Beragam jenis disabilitas yang dimiliki tentunya membutuhkan metode belajar yang beragam pula. Teman-teman tuli biasanya mempelajari sesuatu menggunakan bahasa visual. Mereka terbiasa mempersepsikan segala sesuatu dari apa yang mereka lihat, maka kita seharusnya menggunakan media visual yang jelas sehingga mudah dipahami dan tidak membingungkan bagi mereka. Untuk mereka yang memiliki hambatan penglihatan, tentunya membutuhkan alat peraga sebagai sarana belajarnya karena mereka belajar dengan meraba.

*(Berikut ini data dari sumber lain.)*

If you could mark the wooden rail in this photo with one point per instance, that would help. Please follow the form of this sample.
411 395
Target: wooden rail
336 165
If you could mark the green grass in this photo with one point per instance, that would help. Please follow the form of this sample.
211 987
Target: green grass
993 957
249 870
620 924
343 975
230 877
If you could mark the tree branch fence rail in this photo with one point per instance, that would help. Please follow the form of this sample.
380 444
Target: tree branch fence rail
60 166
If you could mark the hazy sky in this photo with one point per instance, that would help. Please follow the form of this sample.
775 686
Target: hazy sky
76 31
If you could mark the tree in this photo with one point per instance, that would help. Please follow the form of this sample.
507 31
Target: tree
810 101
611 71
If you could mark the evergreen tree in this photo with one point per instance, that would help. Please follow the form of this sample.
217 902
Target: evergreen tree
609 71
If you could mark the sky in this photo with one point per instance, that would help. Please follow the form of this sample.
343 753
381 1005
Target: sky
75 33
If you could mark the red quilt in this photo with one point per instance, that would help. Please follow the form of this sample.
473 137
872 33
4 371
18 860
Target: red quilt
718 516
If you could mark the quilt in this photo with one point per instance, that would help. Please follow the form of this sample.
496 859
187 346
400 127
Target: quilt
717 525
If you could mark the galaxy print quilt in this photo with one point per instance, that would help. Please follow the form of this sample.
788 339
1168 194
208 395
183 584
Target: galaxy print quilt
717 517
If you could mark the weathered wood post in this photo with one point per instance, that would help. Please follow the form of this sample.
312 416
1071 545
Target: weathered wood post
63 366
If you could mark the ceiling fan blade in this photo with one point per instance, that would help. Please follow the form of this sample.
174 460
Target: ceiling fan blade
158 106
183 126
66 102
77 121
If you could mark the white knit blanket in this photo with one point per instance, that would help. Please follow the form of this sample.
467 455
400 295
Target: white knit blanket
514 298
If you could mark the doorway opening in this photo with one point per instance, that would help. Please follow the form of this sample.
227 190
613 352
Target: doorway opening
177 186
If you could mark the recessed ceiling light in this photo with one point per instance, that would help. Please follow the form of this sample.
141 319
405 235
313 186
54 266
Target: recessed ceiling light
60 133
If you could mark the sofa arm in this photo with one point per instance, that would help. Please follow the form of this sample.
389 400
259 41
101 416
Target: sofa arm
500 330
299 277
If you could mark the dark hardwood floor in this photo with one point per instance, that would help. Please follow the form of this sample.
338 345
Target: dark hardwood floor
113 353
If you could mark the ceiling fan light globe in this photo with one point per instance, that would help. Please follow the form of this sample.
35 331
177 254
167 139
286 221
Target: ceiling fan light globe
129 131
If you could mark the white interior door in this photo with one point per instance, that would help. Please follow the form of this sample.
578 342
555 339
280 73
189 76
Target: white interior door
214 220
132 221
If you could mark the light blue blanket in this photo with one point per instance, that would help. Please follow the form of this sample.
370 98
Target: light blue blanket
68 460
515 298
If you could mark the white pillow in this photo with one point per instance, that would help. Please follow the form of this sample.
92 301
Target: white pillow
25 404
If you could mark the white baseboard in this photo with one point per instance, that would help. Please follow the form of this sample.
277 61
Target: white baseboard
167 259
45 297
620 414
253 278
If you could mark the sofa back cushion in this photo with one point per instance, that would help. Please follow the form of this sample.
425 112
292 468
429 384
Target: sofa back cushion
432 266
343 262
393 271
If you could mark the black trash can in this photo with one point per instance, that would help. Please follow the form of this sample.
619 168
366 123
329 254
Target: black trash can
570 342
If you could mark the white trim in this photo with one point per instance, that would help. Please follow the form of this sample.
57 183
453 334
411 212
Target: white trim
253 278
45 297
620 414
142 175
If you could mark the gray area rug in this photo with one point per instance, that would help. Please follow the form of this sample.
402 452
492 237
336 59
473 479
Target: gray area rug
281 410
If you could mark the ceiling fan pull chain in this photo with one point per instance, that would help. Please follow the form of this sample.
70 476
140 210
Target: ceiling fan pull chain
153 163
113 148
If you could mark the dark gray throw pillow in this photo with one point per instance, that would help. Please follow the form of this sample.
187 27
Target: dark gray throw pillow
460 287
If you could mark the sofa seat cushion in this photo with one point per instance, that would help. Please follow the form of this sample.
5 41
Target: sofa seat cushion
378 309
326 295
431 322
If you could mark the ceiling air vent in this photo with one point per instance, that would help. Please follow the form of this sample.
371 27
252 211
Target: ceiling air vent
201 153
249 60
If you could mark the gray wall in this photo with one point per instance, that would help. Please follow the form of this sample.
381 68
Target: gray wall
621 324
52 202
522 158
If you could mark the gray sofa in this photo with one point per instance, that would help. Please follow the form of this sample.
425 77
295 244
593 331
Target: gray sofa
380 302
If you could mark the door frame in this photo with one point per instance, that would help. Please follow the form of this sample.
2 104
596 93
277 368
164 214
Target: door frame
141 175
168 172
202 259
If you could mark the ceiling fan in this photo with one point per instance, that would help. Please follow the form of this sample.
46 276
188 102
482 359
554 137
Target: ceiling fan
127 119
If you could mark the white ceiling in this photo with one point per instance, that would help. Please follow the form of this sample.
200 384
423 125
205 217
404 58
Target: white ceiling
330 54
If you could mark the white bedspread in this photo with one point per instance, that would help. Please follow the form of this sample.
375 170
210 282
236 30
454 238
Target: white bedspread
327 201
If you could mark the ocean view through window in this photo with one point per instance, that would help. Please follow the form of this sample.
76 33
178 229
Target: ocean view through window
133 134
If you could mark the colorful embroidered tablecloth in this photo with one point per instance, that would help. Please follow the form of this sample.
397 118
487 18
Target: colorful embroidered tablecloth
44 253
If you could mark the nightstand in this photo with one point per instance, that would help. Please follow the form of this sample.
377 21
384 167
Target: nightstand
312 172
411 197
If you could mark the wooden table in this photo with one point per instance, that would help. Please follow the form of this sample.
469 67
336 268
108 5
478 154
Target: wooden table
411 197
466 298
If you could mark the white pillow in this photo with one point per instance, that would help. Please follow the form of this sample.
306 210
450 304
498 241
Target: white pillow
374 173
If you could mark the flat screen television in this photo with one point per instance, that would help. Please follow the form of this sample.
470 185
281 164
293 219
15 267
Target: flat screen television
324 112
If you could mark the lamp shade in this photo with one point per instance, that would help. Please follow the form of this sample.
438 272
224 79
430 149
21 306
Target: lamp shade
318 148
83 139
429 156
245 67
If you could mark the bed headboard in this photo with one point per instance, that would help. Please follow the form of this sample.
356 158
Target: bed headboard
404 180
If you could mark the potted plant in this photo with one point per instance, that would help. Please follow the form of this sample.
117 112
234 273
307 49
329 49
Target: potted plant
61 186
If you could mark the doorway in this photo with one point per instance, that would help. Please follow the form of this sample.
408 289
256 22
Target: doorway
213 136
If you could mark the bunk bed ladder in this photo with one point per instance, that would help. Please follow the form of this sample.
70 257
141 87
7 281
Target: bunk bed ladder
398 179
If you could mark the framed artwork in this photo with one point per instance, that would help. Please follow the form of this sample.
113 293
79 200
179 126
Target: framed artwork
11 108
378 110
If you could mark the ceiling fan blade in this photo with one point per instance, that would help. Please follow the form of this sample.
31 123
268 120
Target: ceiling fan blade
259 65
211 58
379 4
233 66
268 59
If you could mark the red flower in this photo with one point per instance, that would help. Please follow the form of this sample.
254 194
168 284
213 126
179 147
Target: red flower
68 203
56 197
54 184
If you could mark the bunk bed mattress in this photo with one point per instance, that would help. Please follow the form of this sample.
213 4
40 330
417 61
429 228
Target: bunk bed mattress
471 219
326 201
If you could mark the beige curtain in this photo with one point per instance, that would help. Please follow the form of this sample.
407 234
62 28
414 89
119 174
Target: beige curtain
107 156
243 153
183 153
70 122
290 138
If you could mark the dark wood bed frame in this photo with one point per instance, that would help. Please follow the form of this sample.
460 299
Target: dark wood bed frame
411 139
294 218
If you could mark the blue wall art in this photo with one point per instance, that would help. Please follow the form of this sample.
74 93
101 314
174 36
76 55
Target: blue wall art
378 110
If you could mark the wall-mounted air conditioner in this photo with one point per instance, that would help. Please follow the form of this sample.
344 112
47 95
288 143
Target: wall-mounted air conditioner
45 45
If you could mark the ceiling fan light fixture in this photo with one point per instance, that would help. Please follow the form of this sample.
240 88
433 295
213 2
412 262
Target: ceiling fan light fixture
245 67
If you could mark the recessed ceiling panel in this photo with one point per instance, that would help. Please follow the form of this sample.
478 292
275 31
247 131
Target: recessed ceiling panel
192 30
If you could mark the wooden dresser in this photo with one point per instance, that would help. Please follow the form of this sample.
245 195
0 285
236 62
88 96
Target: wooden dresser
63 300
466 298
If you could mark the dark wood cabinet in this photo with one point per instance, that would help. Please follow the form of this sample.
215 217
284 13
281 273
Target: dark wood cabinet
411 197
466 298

Kemudian bagi teman-teman dengan disabilitas intelektual, biasanya akan membutuhkan alur komunikasi khusus karena terkadang apa yang telah disampaikan bisa diterima dan disikapi dengan perspektif yang berbeda. Maka, dibutuhkan metode komunikasi yang sederhana, mudah dipahami, serta pengulangan sesuai dengan tingkat pemahamannya.
Apa Saja yang Bisa Kita Bicarakan?
Seperti anak pada umumnya, mengetahui anatomi tubuh beserta fungsinya sudah menjadi pengetahuan dasar yang harus dimiliki anak dengan disabilitas. Terlebih ketika anak mulai berada pada masa transisi menuju remaja, saat mereka akan mengalami fase pubertas dengan berbagai perubahan bentuk tubuhnya. Untuk itu, kita bisa mulai membicarakan kesehatan seksual dan reproduksi dari hal berikut:
Pertama, mengenali anatomi tubuh dan consent. Penjelasan mengenai bagian-bagian tubuh pada anak dengan istilah yang tepat beserta fungsinya dan siapa saja yang boleh untuk menyentuhnya bisa menjadi langkah awal untuk memulai pembicaraan mengenai kesehatan seksual dan reproduksi. Tak jarang kita mendengar istilah-istilah yang digunakan orang tua untuk menyebut nama alat kelamin. Padahal, tidak ada salahnya menggunakan istilah penis untuk menyebutkan alat kelamin jantan dan vagina untuk alat kelamin betina. Misalnya, siapa saja yang boleh menyentuh penisnya atau vaginanya.
Kedua, kebersihan anggota tubuh. Kita bisa mengajarkan bagaimana cara menjaga kebersihan anggota tubuhnya dan cara merawat diri. Misalnya, kapan anak harus memotong kukunya atau bagaimana cara membersihkan area kelaminnya.
Ketiga, masa pubertas. Perubahan fisik serta hal-hal yang akan terjadi pada tubuh mereka bisa dijelaskan secara detail kepada anak yang akan memasuki masa remaja. Kemungkinan pada perempuan mereka akan mengalami menstruasi, perubahan bentuk tubuh, perubahan suara, serta mungkin ketertarikan kepada orang lain. Begitu juga pada laki-laki, mereka akan mengalami kemungkinan untuk mimpi basah, perubahan bentuk fisik dan suara serta ketertarikan kepada orang lain.
Keempat, kesetaraan gender. Penjelasan terkait apa itu gender dan perannya dalam kehidupan sehari-hari perlu kita ajarkan kepada anak sejak dini agar tidak menimbulkan bias nantinya.
Kelima, relasi sehat. Tidak menutup kemungkinan bagi para penyandang disabilitas juga bisa membangun relasi dengan orang lain. Maka perlu adanya penjelasan terkait cara membangun relasi yang sehat tersebut baik dengan teman, pasangan maupun masyarakat sosial.
Keenam, layanan kesehatan. Penting untuk anak berkebutuhan khusus mengetahui siapa saja orang yang berinteraksi dengan mereka termasuk para pemberi layanan kesehatan. Tidak ada salahnya untuk mengenali siapa dokter yang memeriksa mereka, siapa perawat yang membantu mereka, atau siapa psikolog yang mendengarkan mereka. Hal tersebut juga bisa membuat anak merasa aman dan nyaman serta dianggap keberadaannya.